When the UDMP finally got a shiny new OS a while ago, it was no longer containerised so I think you have to add PODMAN or similar back onto it now to do the same thing.
The native mDNS in the latest OS versions actually works for me as I want so I’ve not looked at the extras that you can still add via containers for some time now.
FWIW, Roon clients (excluding ARC) uses UDP broadcast for discovery, not multicast. Airplay uses multicast though.
Are you sure? My Roon client apps are on one VLAN and ROCK is on another. I’d not expect a UDP broadcast to make the hop although I can’t recall now if I manually added the IP of the Rock into the Roon clients when I first used them.
Yes, I’m sure.
Note: I’m not saying multicast forwarding tools won’t work for Roon discovery. I don’t know if random implementations really care at the end of the day (depends on how it was written). If the device receives the packet, it can forward it regardless of being unicast, multicast or broadcast.
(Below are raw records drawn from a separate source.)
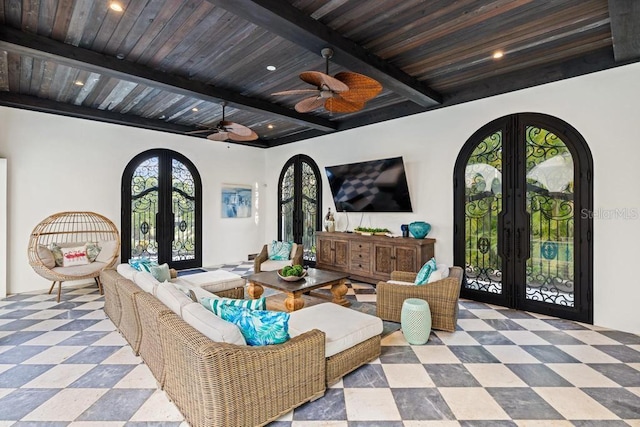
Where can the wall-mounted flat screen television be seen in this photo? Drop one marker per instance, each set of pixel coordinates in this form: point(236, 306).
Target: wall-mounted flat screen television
point(372, 186)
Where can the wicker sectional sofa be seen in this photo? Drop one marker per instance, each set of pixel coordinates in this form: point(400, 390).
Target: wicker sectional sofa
point(216, 383)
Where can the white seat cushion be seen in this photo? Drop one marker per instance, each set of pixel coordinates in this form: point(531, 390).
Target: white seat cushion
point(342, 326)
point(214, 281)
point(271, 265)
point(210, 325)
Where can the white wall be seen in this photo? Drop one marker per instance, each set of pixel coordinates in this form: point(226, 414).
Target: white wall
point(603, 107)
point(60, 163)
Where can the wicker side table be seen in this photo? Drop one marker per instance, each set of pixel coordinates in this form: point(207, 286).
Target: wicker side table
point(415, 319)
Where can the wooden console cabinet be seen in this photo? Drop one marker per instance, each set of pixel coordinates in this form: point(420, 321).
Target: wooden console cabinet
point(371, 258)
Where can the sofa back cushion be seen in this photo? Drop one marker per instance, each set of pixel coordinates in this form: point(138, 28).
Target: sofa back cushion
point(210, 325)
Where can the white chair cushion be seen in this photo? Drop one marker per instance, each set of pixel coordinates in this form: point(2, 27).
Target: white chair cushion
point(214, 281)
point(210, 325)
point(342, 326)
point(170, 296)
point(126, 271)
point(146, 281)
point(271, 265)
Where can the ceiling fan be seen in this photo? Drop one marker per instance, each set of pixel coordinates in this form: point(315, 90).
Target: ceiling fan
point(346, 92)
point(228, 131)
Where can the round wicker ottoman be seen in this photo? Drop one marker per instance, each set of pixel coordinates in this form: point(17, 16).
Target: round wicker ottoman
point(415, 319)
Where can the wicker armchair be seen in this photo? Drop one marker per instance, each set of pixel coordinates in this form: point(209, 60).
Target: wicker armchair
point(441, 295)
point(263, 257)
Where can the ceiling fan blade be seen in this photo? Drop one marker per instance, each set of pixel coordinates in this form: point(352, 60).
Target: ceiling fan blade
point(361, 88)
point(323, 81)
point(236, 128)
point(236, 137)
point(339, 105)
point(309, 104)
point(296, 92)
point(219, 136)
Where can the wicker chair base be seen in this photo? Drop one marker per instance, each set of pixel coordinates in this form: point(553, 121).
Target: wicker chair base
point(352, 358)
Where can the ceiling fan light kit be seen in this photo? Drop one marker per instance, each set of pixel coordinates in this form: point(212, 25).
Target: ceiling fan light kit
point(346, 92)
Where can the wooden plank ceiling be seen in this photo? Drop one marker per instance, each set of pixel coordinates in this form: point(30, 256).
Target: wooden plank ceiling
point(169, 65)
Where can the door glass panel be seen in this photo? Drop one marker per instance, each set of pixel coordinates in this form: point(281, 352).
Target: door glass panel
point(483, 203)
point(183, 200)
point(550, 198)
point(287, 205)
point(309, 211)
point(144, 208)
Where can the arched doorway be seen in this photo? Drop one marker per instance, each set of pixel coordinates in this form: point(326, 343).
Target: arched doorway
point(523, 184)
point(300, 204)
point(162, 209)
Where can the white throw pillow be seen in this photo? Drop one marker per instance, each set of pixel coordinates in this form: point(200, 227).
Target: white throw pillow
point(74, 256)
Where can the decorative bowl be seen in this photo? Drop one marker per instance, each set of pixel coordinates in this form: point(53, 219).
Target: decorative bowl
point(419, 229)
point(291, 278)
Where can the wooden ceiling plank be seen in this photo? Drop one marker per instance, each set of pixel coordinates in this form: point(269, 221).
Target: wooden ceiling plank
point(291, 24)
point(9, 99)
point(625, 28)
point(31, 44)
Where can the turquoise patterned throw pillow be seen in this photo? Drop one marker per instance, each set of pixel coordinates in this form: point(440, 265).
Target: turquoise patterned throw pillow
point(426, 270)
point(280, 251)
point(215, 303)
point(259, 327)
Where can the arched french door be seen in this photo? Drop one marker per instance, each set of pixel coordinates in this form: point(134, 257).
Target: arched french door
point(300, 204)
point(523, 194)
point(162, 209)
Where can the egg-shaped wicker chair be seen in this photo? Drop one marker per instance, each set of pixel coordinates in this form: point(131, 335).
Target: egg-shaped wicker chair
point(68, 230)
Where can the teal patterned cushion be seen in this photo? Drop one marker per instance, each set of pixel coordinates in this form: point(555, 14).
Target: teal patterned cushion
point(259, 327)
point(426, 270)
point(280, 251)
point(215, 303)
point(142, 264)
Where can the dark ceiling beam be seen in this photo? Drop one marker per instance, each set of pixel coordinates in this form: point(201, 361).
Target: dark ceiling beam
point(27, 102)
point(597, 61)
point(625, 28)
point(47, 49)
point(279, 17)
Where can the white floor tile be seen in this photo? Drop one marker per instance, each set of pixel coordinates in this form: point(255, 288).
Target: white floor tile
point(67, 405)
point(472, 403)
point(54, 355)
point(370, 404)
point(574, 404)
point(157, 408)
point(407, 375)
point(494, 375)
point(60, 376)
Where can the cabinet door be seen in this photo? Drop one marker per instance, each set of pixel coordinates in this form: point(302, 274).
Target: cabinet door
point(406, 259)
point(324, 253)
point(383, 259)
point(341, 253)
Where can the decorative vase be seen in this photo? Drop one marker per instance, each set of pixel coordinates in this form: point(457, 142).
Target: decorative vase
point(419, 229)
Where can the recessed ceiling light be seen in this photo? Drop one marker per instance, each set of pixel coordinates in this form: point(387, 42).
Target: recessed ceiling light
point(116, 6)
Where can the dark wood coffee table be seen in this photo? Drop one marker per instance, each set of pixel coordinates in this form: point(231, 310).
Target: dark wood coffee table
point(313, 280)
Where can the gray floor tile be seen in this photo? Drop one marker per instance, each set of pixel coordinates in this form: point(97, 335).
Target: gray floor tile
point(116, 405)
point(451, 375)
point(549, 354)
point(331, 406)
point(421, 404)
point(367, 376)
point(538, 375)
point(621, 402)
point(523, 404)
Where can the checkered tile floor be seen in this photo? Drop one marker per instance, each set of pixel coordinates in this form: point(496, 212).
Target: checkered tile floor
point(63, 364)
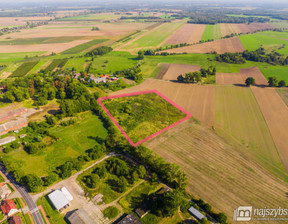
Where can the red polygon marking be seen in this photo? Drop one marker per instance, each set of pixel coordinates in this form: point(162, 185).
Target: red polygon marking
point(136, 94)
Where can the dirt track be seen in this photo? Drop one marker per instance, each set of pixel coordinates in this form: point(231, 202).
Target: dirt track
point(222, 46)
point(189, 33)
point(275, 112)
point(197, 100)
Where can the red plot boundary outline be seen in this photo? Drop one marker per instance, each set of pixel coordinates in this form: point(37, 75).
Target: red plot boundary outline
point(136, 94)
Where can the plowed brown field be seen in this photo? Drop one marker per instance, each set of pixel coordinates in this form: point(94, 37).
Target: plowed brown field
point(189, 33)
point(197, 100)
point(222, 46)
point(275, 112)
point(229, 28)
point(222, 174)
point(239, 78)
point(57, 48)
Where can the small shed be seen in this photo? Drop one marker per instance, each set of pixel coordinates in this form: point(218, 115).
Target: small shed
point(60, 198)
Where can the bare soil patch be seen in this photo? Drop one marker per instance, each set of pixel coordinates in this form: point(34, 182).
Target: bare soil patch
point(196, 99)
point(175, 70)
point(275, 112)
point(239, 78)
point(222, 174)
point(188, 33)
point(245, 28)
point(18, 21)
point(222, 46)
point(57, 48)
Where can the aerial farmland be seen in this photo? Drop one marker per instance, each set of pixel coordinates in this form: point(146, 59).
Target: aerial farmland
point(155, 112)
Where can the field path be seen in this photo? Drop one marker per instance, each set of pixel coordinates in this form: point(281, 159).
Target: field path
point(275, 112)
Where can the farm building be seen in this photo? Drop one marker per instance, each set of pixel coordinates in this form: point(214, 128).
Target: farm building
point(13, 125)
point(7, 140)
point(9, 208)
point(80, 217)
point(129, 219)
point(198, 215)
point(60, 198)
point(4, 190)
point(15, 220)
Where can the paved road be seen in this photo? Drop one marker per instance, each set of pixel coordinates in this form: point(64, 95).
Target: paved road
point(26, 196)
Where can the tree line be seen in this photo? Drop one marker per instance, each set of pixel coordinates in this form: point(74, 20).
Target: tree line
point(196, 77)
point(259, 55)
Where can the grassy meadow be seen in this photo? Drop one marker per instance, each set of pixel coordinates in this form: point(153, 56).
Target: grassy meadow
point(74, 142)
point(143, 115)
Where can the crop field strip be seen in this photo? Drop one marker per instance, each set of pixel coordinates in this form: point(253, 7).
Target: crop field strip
point(197, 100)
point(188, 33)
point(232, 45)
point(212, 32)
point(23, 69)
point(212, 165)
point(155, 37)
point(57, 63)
point(136, 127)
point(275, 112)
point(237, 114)
point(82, 47)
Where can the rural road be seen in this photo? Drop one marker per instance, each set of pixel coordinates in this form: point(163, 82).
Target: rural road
point(26, 196)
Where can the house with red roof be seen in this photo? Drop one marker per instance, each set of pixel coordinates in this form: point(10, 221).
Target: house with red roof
point(8, 207)
point(15, 220)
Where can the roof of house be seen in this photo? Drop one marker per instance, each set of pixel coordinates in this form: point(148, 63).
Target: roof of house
point(59, 199)
point(198, 215)
point(129, 219)
point(80, 217)
point(7, 206)
point(15, 220)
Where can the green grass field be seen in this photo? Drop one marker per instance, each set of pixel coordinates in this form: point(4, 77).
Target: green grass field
point(83, 47)
point(74, 142)
point(156, 37)
point(105, 186)
point(136, 197)
point(143, 115)
point(237, 114)
point(212, 32)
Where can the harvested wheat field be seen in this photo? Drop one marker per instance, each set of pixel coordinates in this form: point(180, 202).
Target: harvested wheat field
point(197, 100)
point(188, 33)
point(222, 46)
point(239, 78)
point(223, 174)
point(174, 70)
point(20, 21)
point(275, 112)
point(113, 29)
point(252, 27)
point(56, 48)
point(229, 28)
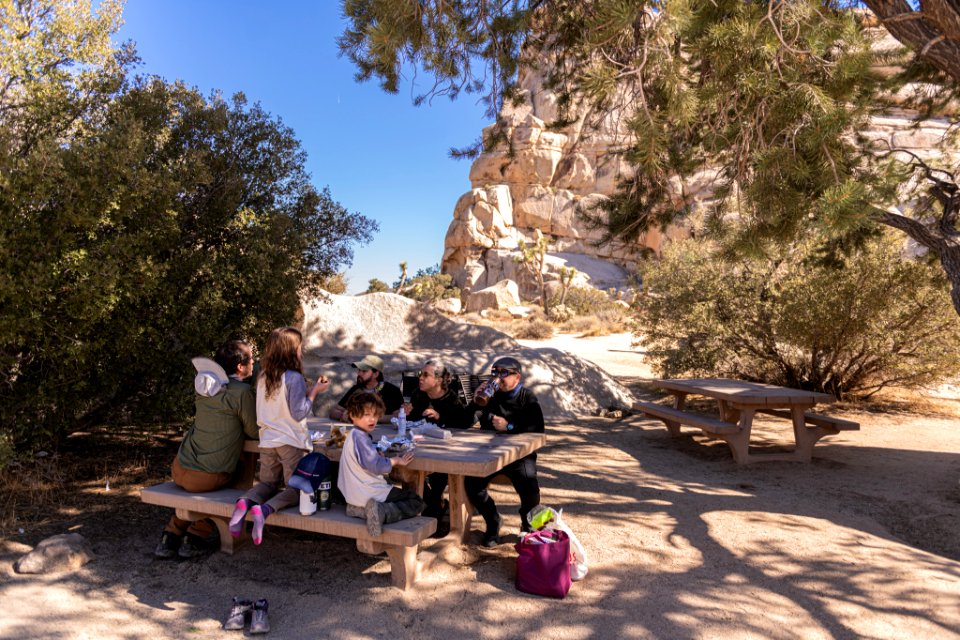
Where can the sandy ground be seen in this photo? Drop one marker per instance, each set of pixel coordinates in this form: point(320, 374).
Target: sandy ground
point(682, 543)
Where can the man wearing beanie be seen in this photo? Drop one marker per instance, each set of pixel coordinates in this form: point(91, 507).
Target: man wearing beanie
point(512, 409)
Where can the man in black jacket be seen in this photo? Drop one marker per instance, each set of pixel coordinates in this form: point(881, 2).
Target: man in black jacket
point(512, 409)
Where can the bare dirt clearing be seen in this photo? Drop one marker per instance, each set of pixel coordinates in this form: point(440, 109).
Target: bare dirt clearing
point(682, 543)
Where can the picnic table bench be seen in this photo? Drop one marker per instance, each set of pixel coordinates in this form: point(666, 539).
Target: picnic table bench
point(739, 401)
point(399, 540)
point(469, 452)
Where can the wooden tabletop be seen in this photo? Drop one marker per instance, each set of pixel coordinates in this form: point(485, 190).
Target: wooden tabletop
point(469, 452)
point(747, 393)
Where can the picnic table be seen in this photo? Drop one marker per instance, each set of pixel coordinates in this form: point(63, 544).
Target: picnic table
point(469, 452)
point(739, 401)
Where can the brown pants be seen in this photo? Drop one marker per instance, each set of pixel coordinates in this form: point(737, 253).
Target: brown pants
point(194, 482)
point(277, 464)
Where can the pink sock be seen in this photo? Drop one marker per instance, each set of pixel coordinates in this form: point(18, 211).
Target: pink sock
point(258, 518)
point(236, 520)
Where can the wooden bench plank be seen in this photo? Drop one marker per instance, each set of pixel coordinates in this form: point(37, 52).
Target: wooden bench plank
point(818, 420)
point(668, 414)
point(399, 540)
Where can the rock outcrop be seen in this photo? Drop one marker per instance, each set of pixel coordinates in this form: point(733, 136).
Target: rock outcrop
point(64, 552)
point(339, 330)
point(537, 184)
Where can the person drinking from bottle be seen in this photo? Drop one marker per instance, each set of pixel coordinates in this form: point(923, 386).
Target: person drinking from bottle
point(511, 410)
point(434, 402)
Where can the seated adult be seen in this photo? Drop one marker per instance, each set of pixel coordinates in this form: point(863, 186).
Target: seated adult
point(370, 380)
point(434, 402)
point(511, 410)
point(208, 456)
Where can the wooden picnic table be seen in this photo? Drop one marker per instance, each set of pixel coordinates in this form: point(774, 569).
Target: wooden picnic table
point(739, 401)
point(469, 452)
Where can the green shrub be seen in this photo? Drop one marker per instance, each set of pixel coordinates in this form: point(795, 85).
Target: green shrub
point(336, 284)
point(429, 285)
point(875, 319)
point(584, 301)
point(375, 285)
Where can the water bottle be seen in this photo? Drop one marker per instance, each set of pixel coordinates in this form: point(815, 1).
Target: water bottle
point(308, 503)
point(323, 493)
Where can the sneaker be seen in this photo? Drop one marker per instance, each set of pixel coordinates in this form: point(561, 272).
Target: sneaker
point(236, 520)
point(491, 537)
point(168, 546)
point(258, 620)
point(258, 521)
point(239, 615)
point(194, 546)
point(374, 513)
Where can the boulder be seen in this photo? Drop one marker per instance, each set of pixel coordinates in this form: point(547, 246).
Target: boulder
point(64, 552)
point(502, 295)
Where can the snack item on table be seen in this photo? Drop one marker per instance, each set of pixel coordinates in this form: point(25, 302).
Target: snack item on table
point(337, 437)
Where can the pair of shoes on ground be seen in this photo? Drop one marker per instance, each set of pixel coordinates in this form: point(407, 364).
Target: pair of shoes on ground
point(491, 537)
point(187, 546)
point(246, 612)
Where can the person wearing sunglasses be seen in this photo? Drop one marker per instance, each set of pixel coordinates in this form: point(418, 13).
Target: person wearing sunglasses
point(434, 402)
point(512, 409)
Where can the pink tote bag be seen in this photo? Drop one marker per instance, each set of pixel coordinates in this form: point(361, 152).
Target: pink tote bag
point(543, 563)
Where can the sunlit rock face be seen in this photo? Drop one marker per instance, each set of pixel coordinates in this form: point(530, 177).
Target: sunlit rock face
point(535, 183)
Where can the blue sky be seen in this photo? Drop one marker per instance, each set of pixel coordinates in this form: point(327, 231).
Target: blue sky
point(380, 155)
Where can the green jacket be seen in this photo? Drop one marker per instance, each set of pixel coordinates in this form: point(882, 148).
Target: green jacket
point(215, 441)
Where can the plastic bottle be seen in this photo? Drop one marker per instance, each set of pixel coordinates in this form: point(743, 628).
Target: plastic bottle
point(308, 503)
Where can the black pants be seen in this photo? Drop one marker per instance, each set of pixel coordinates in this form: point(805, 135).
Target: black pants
point(402, 504)
point(523, 475)
point(433, 494)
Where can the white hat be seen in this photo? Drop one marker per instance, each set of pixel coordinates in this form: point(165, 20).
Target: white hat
point(369, 362)
point(211, 377)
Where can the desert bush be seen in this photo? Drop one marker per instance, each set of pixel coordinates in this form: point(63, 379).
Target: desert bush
point(580, 324)
point(585, 300)
point(161, 225)
point(852, 326)
point(535, 329)
point(376, 285)
point(336, 284)
point(429, 285)
point(559, 313)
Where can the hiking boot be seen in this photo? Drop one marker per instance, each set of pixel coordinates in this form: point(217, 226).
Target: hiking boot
point(356, 512)
point(258, 620)
point(194, 546)
point(168, 546)
point(491, 537)
point(374, 514)
point(239, 615)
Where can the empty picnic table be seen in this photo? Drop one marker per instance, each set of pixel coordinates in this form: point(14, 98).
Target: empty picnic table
point(468, 452)
point(739, 401)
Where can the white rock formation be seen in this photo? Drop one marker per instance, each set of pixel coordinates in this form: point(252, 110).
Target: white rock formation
point(342, 329)
point(550, 173)
point(64, 552)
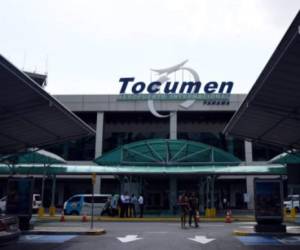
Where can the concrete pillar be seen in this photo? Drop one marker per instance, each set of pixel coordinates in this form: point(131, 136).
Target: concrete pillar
point(173, 192)
point(173, 125)
point(97, 185)
point(249, 179)
point(98, 147)
point(248, 152)
point(250, 191)
point(61, 194)
point(99, 134)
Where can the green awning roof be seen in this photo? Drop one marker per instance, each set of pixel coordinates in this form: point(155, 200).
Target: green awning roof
point(145, 170)
point(165, 152)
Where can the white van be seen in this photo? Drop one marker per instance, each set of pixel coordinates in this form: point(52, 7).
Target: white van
point(293, 201)
point(81, 204)
point(36, 203)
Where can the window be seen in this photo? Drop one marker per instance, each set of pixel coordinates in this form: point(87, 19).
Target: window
point(97, 199)
point(75, 199)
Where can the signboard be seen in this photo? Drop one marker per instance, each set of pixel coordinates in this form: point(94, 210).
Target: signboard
point(168, 86)
point(268, 195)
point(19, 196)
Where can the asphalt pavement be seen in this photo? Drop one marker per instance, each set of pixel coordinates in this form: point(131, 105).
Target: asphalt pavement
point(148, 236)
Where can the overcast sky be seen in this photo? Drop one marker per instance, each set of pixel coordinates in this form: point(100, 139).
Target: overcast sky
point(86, 46)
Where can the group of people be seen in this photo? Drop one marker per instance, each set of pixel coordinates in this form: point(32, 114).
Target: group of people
point(189, 205)
point(130, 204)
point(124, 205)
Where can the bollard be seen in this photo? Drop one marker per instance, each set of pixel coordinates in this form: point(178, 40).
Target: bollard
point(228, 218)
point(84, 218)
point(41, 212)
point(293, 213)
point(62, 217)
point(52, 211)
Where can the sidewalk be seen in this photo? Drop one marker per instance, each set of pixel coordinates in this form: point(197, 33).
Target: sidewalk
point(70, 218)
point(54, 230)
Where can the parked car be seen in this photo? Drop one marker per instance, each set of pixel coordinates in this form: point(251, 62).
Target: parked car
point(9, 228)
point(81, 204)
point(36, 203)
point(293, 201)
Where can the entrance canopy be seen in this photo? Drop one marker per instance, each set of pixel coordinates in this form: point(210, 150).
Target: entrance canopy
point(164, 152)
point(56, 169)
point(30, 117)
point(271, 111)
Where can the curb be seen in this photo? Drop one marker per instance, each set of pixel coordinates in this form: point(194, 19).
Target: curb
point(50, 232)
point(247, 233)
point(155, 219)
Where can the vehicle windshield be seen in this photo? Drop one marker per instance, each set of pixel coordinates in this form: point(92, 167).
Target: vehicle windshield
point(37, 197)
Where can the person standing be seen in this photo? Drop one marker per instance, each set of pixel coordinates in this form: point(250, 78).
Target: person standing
point(133, 202)
point(183, 203)
point(122, 205)
point(141, 205)
point(193, 208)
point(126, 204)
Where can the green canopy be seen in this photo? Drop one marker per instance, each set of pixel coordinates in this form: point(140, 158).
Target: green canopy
point(286, 158)
point(146, 170)
point(165, 152)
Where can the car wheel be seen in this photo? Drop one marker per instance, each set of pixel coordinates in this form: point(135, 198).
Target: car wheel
point(74, 213)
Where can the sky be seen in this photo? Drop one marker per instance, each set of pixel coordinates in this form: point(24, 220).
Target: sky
point(86, 46)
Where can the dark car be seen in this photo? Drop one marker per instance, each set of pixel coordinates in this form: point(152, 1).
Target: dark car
point(9, 228)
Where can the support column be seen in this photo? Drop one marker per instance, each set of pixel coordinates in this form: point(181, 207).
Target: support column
point(250, 191)
point(52, 206)
point(249, 179)
point(173, 192)
point(98, 147)
point(248, 151)
point(99, 134)
point(97, 185)
point(173, 125)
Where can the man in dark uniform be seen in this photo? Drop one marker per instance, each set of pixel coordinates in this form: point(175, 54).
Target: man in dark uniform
point(193, 208)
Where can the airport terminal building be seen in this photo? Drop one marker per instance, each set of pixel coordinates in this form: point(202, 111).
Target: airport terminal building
point(122, 120)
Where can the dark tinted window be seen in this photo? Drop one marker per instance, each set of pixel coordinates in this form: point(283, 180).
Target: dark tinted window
point(75, 199)
point(97, 199)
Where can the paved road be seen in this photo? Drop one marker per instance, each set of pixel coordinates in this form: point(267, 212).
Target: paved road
point(148, 236)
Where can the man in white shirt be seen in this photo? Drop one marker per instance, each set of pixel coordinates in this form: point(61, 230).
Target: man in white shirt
point(141, 205)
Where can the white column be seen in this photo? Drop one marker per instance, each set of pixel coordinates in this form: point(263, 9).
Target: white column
point(99, 134)
point(97, 185)
point(173, 125)
point(248, 151)
point(249, 179)
point(98, 147)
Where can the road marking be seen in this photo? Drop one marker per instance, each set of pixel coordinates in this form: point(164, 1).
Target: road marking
point(201, 239)
point(46, 238)
point(155, 232)
point(128, 238)
point(292, 240)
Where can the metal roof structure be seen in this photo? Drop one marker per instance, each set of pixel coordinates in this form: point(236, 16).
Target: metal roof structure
point(30, 117)
point(166, 152)
point(57, 169)
point(286, 158)
point(271, 111)
point(34, 156)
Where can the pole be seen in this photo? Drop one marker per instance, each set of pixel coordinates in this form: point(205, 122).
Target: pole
point(212, 198)
point(43, 187)
point(52, 207)
point(92, 218)
point(93, 186)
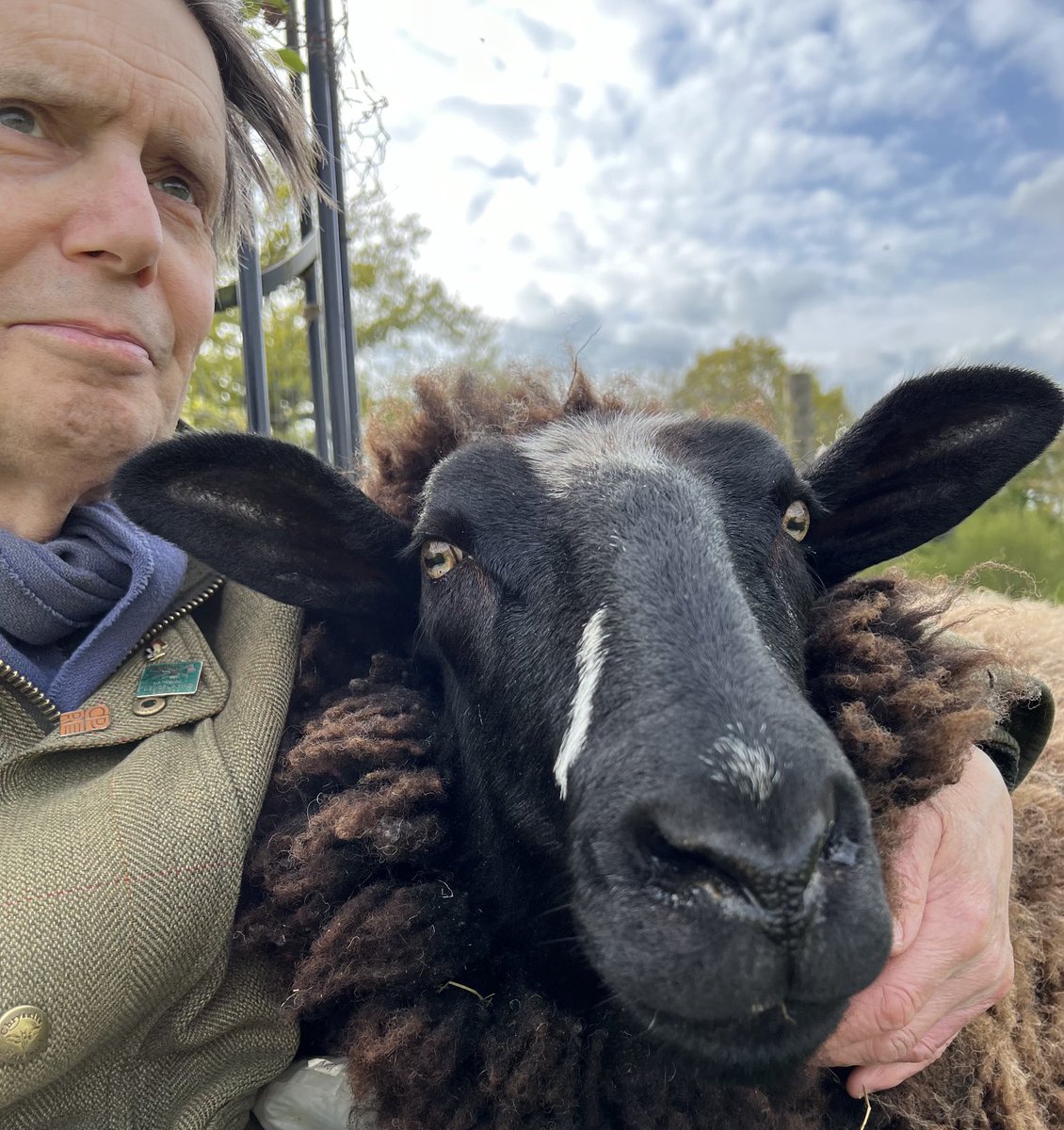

And if your switches are dumb enough they’ll just flood multicast packets everywhere without requiring IGMP.
Oddly I find the only Roon RAAT clients that can be seen from a different vlan are computers running Roon remote. Roon bridge clients don’t show up at all. Both my work Mac and our home laptop live on the general vlan they both have Roon installed and both work to control and as zones. I find this at odds with how Roon bridge and Roon Ready zones work as they just don’t show up at all. Airplay clients are all visable and can be enabled but Roon won’t actually engage play. Chromecasts are seen and work flawlessly.